Money in the 17th century was calculated on the basis of pounds, shillings and pence (l.s.d., for libri, solidi, denarii, from the Latin).
2 farthings = 1 halfpenny (pronounced haypnee) 2 halfpence (pronounce haypence)= 1 penny (d) 12 pence (pennies) = 1 shilling 20 shillings = 1 pound
In addition there were other values of money used:
1 mark = 13s 4d (therefore half a mark = 6s 8d) 1 laurel = 20s (the king's head bore a laurel crown) 1 angel = 10s (the coin bore a figure of St Michael) 1 groat = 4d (therefore half a groat = 2d)
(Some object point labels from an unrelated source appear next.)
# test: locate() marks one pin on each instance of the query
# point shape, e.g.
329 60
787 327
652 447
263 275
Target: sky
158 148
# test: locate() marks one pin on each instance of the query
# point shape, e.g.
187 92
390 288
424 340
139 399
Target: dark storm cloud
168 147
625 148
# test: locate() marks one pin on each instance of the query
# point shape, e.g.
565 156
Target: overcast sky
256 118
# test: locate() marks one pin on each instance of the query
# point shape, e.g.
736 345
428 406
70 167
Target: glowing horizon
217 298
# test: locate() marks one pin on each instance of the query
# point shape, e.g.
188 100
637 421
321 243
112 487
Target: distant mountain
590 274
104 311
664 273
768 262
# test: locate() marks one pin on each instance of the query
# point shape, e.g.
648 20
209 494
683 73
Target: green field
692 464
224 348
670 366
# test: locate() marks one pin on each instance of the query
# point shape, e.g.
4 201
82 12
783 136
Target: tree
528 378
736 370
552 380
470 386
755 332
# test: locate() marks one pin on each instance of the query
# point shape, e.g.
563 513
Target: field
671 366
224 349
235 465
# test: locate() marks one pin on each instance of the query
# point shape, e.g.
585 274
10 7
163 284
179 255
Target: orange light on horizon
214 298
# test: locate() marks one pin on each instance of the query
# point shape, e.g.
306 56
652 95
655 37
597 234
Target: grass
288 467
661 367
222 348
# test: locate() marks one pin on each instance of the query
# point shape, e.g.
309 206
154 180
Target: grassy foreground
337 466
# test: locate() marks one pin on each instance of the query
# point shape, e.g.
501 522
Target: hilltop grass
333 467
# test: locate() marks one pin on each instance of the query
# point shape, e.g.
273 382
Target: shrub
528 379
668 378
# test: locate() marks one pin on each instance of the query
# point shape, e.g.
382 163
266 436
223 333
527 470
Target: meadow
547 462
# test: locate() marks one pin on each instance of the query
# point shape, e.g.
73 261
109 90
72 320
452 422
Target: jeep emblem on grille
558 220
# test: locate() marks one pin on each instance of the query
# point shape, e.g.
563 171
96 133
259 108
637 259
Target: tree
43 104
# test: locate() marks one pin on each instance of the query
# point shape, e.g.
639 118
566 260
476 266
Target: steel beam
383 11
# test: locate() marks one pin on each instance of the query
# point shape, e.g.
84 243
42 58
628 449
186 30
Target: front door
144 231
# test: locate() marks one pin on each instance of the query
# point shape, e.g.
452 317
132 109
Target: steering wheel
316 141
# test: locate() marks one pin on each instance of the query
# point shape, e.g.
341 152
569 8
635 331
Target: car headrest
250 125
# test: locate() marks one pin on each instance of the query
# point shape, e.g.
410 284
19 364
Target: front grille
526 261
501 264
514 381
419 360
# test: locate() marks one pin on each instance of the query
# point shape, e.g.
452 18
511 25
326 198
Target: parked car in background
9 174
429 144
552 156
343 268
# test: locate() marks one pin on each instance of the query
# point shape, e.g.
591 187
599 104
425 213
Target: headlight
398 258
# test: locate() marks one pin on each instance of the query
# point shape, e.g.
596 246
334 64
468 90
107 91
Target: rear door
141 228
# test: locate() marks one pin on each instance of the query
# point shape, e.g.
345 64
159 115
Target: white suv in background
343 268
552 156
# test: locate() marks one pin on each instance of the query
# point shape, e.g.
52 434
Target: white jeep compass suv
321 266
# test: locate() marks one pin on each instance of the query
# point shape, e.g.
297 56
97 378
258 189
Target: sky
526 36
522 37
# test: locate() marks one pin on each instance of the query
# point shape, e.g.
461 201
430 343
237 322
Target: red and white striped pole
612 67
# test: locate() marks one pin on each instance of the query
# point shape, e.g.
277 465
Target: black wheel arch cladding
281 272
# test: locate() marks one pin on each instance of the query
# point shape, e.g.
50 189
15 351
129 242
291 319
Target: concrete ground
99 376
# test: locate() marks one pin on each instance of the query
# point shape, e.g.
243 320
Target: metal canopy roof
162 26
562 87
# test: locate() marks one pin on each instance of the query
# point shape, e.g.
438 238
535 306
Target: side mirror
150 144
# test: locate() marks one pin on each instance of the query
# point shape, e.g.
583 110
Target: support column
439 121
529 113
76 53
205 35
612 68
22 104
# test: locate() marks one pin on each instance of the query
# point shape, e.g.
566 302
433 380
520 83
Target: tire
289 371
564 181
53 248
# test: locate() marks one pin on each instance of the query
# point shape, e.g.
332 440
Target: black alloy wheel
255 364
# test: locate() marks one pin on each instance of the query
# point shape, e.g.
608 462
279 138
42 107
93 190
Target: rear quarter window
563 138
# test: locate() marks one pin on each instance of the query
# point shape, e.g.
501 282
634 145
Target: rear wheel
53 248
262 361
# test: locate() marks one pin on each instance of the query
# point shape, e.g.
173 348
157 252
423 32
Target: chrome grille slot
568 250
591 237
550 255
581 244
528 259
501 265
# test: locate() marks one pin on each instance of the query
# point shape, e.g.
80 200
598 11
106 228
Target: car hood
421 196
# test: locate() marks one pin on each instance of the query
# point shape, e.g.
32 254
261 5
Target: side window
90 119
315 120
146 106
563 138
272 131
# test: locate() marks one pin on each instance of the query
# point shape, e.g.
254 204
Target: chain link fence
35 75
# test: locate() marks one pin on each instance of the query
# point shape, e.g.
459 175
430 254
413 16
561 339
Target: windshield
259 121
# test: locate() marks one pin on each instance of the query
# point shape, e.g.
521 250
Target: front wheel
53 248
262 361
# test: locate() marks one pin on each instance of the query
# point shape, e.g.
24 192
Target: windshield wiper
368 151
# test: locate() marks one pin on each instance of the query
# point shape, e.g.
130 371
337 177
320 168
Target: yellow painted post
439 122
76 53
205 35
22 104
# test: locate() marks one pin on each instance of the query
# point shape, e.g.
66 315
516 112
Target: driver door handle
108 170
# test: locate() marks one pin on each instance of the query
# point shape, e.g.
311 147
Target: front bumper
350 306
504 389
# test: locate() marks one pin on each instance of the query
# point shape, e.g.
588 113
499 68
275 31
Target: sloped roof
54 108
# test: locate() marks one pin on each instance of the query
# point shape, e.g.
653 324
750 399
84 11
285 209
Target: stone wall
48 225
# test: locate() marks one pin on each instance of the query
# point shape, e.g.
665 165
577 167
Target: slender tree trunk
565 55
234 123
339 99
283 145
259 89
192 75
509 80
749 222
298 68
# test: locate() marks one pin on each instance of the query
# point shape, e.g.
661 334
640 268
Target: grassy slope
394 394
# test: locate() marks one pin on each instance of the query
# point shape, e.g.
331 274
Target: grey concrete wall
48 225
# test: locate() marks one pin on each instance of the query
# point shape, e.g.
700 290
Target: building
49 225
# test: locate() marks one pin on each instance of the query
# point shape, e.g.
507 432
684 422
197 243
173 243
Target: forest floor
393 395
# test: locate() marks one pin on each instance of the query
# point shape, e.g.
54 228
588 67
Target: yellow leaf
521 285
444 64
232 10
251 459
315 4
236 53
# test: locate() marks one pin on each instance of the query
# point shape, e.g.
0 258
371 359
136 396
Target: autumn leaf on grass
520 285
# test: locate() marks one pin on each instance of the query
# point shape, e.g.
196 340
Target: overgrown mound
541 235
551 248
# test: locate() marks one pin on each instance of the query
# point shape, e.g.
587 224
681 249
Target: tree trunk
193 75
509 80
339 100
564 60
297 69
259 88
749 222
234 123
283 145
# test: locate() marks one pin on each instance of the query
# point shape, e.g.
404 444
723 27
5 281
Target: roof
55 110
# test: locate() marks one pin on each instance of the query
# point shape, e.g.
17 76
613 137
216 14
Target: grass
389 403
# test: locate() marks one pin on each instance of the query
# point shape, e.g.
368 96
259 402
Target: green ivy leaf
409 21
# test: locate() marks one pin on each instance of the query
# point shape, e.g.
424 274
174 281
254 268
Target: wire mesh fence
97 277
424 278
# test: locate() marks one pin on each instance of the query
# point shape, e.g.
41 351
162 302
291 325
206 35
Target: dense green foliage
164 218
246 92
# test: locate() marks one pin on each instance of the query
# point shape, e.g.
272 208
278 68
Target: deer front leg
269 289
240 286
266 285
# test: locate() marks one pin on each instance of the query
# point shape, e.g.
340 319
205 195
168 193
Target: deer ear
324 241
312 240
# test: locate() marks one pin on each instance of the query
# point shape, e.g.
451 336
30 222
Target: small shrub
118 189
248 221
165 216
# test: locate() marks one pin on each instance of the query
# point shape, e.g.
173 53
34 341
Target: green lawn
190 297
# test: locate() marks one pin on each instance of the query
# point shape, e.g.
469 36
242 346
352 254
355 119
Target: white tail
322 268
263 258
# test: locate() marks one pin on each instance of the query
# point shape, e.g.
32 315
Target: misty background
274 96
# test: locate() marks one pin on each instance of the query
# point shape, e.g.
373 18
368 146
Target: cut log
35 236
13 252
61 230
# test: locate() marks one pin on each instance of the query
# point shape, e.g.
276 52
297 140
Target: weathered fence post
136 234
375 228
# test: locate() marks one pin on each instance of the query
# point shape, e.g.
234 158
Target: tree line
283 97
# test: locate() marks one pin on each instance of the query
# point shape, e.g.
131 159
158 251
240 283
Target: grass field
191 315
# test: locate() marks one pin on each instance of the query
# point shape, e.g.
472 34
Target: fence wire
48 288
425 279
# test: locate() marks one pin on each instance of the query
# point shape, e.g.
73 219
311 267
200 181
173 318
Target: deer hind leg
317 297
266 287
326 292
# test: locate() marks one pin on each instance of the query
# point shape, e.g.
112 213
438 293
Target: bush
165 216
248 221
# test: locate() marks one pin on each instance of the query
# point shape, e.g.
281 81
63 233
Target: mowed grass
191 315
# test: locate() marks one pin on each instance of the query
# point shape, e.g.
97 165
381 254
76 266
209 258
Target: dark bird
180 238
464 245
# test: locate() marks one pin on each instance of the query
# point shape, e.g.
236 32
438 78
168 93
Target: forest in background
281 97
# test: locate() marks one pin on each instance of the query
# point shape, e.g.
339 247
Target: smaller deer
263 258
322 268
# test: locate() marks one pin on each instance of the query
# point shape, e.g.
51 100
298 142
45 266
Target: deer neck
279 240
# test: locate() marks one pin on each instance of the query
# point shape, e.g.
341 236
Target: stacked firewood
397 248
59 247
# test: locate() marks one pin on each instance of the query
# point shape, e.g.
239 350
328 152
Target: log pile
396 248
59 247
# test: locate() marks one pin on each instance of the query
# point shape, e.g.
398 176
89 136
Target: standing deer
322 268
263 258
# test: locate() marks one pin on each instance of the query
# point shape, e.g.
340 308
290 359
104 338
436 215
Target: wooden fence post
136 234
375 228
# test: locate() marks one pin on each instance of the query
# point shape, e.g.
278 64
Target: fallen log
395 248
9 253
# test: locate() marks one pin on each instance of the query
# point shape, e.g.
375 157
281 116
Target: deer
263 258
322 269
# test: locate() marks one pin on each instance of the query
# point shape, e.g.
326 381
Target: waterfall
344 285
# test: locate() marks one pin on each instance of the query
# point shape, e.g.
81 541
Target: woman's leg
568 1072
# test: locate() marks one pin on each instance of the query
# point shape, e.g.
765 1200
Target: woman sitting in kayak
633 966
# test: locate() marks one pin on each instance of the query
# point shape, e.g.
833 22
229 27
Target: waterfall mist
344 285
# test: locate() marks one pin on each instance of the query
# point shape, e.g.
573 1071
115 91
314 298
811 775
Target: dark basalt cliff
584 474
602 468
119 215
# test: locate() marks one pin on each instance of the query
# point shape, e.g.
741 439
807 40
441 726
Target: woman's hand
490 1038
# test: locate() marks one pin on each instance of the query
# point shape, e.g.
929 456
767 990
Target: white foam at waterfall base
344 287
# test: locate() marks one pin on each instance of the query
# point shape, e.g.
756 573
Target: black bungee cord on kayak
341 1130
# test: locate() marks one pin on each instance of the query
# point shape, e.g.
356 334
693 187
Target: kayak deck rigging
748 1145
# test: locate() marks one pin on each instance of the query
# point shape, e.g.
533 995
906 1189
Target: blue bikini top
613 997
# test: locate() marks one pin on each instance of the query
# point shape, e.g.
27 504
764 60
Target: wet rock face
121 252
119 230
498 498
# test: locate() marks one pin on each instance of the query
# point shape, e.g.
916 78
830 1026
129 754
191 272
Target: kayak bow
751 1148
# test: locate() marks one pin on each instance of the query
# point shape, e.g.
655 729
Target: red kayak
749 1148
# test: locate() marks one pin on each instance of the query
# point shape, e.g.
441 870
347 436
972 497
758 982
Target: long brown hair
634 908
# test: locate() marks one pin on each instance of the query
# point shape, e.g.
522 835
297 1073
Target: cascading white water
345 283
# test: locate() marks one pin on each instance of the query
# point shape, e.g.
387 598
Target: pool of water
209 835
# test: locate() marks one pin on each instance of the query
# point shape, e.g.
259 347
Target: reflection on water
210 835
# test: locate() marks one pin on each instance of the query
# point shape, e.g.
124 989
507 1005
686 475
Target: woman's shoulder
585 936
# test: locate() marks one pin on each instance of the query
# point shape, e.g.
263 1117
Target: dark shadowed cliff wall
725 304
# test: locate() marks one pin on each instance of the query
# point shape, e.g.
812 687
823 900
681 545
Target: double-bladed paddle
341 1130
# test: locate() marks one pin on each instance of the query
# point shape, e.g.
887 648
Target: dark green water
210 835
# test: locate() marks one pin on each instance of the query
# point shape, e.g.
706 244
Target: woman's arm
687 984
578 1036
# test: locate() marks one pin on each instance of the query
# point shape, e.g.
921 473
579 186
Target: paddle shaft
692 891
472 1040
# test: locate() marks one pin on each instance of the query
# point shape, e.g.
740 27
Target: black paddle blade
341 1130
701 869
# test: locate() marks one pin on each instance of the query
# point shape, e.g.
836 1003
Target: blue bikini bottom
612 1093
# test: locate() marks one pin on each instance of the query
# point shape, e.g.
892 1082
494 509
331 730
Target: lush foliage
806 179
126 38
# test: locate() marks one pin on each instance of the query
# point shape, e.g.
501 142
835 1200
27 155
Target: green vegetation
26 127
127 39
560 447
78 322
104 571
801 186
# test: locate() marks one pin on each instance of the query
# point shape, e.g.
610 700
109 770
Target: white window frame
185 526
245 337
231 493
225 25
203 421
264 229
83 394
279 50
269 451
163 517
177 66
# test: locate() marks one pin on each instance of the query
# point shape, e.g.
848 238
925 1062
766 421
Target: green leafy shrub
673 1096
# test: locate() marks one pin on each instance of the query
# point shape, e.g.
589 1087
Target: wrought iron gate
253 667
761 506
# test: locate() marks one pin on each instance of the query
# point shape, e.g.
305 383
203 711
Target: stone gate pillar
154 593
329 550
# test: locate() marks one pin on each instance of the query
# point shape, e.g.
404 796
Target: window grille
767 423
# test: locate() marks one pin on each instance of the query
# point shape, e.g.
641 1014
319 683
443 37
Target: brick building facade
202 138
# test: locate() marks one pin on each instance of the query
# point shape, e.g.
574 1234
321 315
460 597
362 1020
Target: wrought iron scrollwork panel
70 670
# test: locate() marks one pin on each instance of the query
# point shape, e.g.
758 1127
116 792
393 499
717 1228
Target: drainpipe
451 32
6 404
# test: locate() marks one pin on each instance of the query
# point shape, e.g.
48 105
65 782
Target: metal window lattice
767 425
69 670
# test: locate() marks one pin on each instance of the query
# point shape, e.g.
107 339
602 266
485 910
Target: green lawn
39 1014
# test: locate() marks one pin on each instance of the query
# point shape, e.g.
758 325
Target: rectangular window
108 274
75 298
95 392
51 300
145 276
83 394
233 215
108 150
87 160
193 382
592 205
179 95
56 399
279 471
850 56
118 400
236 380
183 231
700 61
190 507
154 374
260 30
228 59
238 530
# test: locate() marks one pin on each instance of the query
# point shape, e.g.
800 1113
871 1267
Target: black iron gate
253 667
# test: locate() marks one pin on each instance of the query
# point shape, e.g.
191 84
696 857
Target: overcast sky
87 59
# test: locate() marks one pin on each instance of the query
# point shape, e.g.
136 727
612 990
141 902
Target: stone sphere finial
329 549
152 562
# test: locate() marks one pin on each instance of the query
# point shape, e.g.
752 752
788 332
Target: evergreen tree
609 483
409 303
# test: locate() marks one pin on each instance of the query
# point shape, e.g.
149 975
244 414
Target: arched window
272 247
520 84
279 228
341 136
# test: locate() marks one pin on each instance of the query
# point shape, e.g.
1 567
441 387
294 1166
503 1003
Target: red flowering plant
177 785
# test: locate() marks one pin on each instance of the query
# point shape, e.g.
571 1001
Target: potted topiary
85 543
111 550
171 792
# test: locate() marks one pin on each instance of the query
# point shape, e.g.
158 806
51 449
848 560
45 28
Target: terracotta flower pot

Many household accounts books of the time still typically used Roman numerals for calculations. It is therefore useful to remember the numbers used:
1= i, 2= ii, 3= iii, 4= iiii 5= v, 6= vi (v + i), 7= vii (v +i+i) and so on until 10= x, 20= xx and so on until 50= l 100= c 500= d 1000= m
Thus the number 1678 would have been represented by the letters: mdclxxviii (for 1000 + 500 + 100 + 50 + 10 + 10 + 5 + 1 + 1 + 1)
Typically the last i in a written number was represented by a j, so 4 would have been shown as iiij, or 6 as vj.